Vernon Cook | |
State House: | Ohio |
State: | Ohio |
District: | 43rd |
Term: | January 3, 1973 - November 23, 1987 |
Preceded: | Morris Boyd |
Succeeded: | Wayne Jones |
Party: | Democrat |
Birth Date: | 10 July 1927 |
Birth Place: | Kent, Ohio |
Death Place: | Cuyahoga Falls, Ohio |
Alma Mater: | Ohio State University |
Vernon Floyd Cook (July 10, 1927 – November 23, 1987) is a former member of the Ohio House of Representatives.[1] and former faculty member of the University of Akron Political Science Department.
Cook was the first Director of the Ray C. Bliss Institute of Applied Politics.
He was a cousin of former U.S. Representative Robert E. Cook.
Cook was born in Kent, Ohio. He left high school in 1944 to enlist in the United States Army Air Corps, and served as a cryptographer for the 231st AAF BU. He was stationed in Alamogordo, New Mexico, England, and Germany as part of Operation Paperclip.

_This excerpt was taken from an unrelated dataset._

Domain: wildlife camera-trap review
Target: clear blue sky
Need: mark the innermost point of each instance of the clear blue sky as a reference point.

After his discharge from active duty, Cook served in the United States Army Reserve and obtained the rank of captain. His reserve duties included teaching cryptographic and interrogation techniques at Fort George G. Meade.
He married Sharen Louise Mills from Fort Lauderdale, Florida.[2]
Cook graduated with a Bachelor of Arts degree from Ohio State University in 1951. He also attended Miami University and completed the classwork required for a doctorate, but never his dissertation.
He was posthumously awarded an honorary Ph.D. from the University of Akron in 1988.
Cook was an assistant professor of political science at Ohio Wesleyan University and Case Western Reserve University before becoming an associate professor at the University of Akron in 1965. He continued in that position after being elected to public office, until his death in 1987.
Cook was first elected to the Ohio House of Representatives in 1972. In 1979, he was made Assistant Majority Floor Leader. He served on the Finance and Appropriations committee, the Ethics and Standards committee, the Rules committee and was chair of the Joint Committee on Agency Rule Review.
In 1987, Cook was made the first director of the Ray C. Bliss Institute of Applied Politics at the University of Akron. Although Cook had been Ray C. Bliss's choice, Cook's appointment was controversial.
Despite some partisan wrangling, Cook was eventually given the post.
An internship named for Cook provides students with the practical experience in politics.